200,000 + 200 connections, 1,000 times broadcast

This is a broadcast scenario – each publisher has 1000 subscribers who receive those messages on one topic. This means the outgoing messages are increased by 1,000 times.

 

 

These charts show a couple of insights:

  1. End-to-end message latencies are higher compared to device-to-device scenarios. This is expected as broadcast messages are delivered with less urgency.
  2. When we compare the charts for published and received messages, it is evident that the number of published messages is a thousand times greater than the number of received messages.

 

 

The charts above indicate the lower number of active connections in contrast to the device-to-device tests. This makes sense as we have fewer devices that publish data.
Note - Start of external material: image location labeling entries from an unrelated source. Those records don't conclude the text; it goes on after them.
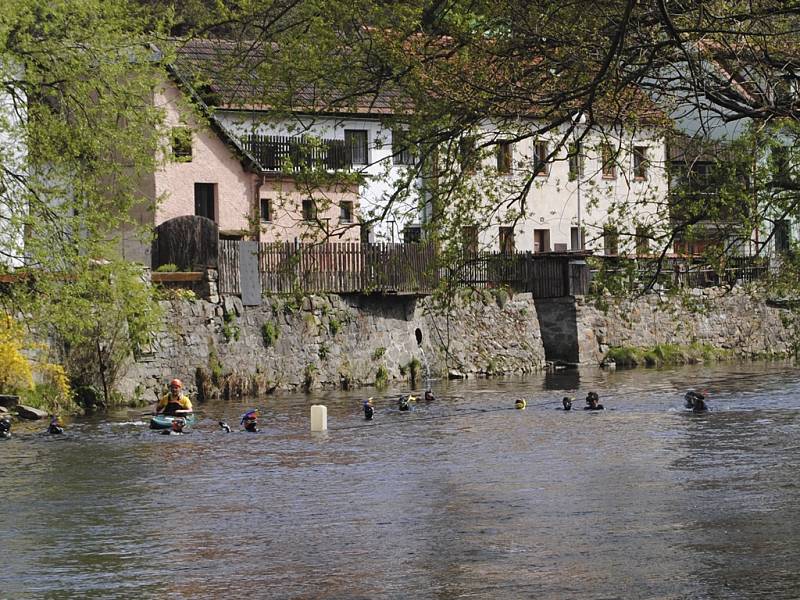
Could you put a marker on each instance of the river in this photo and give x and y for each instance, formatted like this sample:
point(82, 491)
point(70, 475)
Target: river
point(461, 498)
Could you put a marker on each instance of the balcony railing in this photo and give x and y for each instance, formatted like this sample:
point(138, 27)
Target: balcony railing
point(292, 154)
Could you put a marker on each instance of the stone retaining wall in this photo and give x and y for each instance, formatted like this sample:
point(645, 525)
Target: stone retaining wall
point(730, 319)
point(335, 340)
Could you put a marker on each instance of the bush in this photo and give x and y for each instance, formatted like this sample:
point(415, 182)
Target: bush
point(381, 377)
point(269, 332)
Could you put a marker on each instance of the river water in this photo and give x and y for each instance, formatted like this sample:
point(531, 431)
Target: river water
point(461, 498)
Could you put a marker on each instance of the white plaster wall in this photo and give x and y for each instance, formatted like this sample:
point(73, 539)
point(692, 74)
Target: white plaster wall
point(557, 204)
point(380, 172)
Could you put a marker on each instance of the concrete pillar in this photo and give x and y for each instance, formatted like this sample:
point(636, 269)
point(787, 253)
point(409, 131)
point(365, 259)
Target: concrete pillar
point(319, 417)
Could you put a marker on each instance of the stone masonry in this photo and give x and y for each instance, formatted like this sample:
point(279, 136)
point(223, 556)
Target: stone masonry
point(330, 340)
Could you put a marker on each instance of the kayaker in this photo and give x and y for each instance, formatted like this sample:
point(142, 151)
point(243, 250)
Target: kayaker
point(403, 403)
point(593, 402)
point(5, 428)
point(178, 424)
point(691, 397)
point(174, 403)
point(56, 426)
point(250, 421)
point(369, 409)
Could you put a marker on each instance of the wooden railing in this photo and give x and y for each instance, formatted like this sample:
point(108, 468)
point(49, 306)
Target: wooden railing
point(680, 272)
point(545, 275)
point(286, 267)
point(283, 153)
point(334, 268)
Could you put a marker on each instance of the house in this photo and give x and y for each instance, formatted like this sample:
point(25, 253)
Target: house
point(363, 142)
point(575, 188)
point(209, 173)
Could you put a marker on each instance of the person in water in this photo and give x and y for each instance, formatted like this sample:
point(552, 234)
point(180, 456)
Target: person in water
point(56, 426)
point(174, 403)
point(691, 398)
point(593, 402)
point(369, 409)
point(404, 403)
point(5, 428)
point(250, 421)
point(178, 423)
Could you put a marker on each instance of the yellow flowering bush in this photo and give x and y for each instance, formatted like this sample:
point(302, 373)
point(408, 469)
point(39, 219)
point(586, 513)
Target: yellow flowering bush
point(15, 369)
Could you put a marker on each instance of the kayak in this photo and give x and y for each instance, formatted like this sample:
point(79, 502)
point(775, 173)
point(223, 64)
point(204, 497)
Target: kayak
point(165, 421)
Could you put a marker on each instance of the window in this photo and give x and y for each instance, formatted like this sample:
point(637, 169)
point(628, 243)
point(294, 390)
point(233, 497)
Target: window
point(575, 161)
point(346, 212)
point(783, 236)
point(467, 154)
point(506, 238)
point(541, 240)
point(609, 162)
point(309, 210)
point(204, 196)
point(181, 144)
point(504, 154)
point(401, 150)
point(643, 235)
point(781, 167)
point(469, 239)
point(266, 209)
point(577, 238)
point(356, 142)
point(640, 163)
point(540, 157)
point(610, 240)
point(412, 234)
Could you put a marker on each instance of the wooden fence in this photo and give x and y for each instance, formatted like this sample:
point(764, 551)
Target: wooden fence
point(334, 268)
point(398, 269)
point(545, 275)
point(680, 272)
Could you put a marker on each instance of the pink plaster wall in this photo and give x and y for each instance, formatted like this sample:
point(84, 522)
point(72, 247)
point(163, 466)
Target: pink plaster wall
point(212, 162)
point(287, 222)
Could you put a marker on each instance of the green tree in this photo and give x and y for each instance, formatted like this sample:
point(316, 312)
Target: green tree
point(79, 128)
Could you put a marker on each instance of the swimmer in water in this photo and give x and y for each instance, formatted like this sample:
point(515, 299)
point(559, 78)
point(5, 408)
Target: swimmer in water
point(593, 402)
point(369, 409)
point(691, 397)
point(177, 427)
point(56, 426)
point(250, 421)
point(5, 428)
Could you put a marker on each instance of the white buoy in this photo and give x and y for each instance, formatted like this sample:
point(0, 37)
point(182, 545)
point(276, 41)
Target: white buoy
point(319, 417)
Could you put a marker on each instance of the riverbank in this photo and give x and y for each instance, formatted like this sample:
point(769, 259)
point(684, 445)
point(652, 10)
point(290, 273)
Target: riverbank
point(225, 349)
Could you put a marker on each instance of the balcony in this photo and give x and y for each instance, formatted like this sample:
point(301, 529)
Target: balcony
point(294, 154)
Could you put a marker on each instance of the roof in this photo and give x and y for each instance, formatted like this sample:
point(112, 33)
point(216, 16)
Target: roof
point(231, 75)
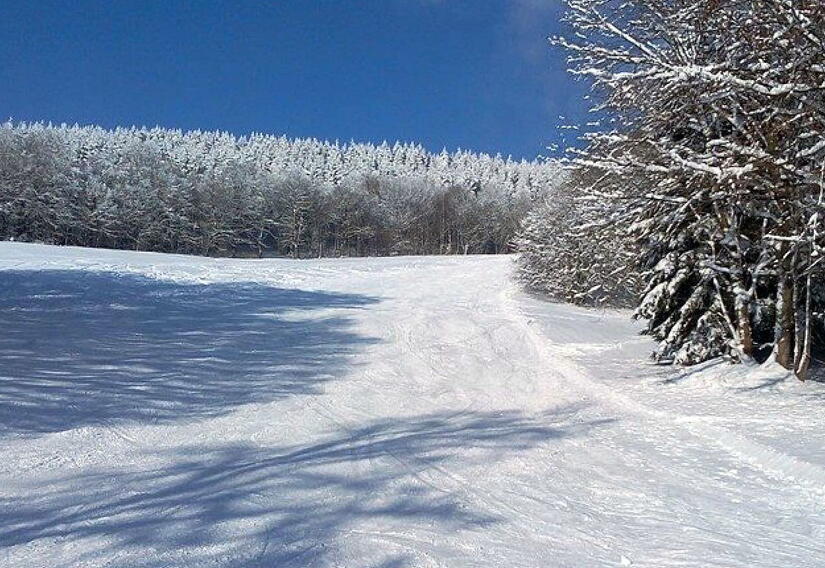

Throughput graph displays lower inbound values.

 

40,000 + 1 connection, 40,000 times broadcast

This test is a case of maximum broadcast, where one device that publishes messages sends one message every second and those messages are sent to 40,000 subscribers.

 

 

These graphs display the extra price to pay in the end-to-end message latencies, as they are additionally multiplied, and the ratio of published vs received messages of 1 in 40,000. The graphs that show the counters are displayed on the scale of minutes.

 

 

In conclusion, the above charts indicate an extremely low inbound throughput and the anticipated number of active connections.

 

Future Tests

We are continuously developing new capabilities and enhancements for our Event Grid MQTT broker. Our testing activities will concentrate on two areas:

  1. Ensuring that the system's performance characteristics are not compromised as we continue to introduce new features, such as Last Will and Testament and Retained Messages.
  2. Assist us in reaching new scale limits, as determined by the number of connections supported, message rates, and other factors.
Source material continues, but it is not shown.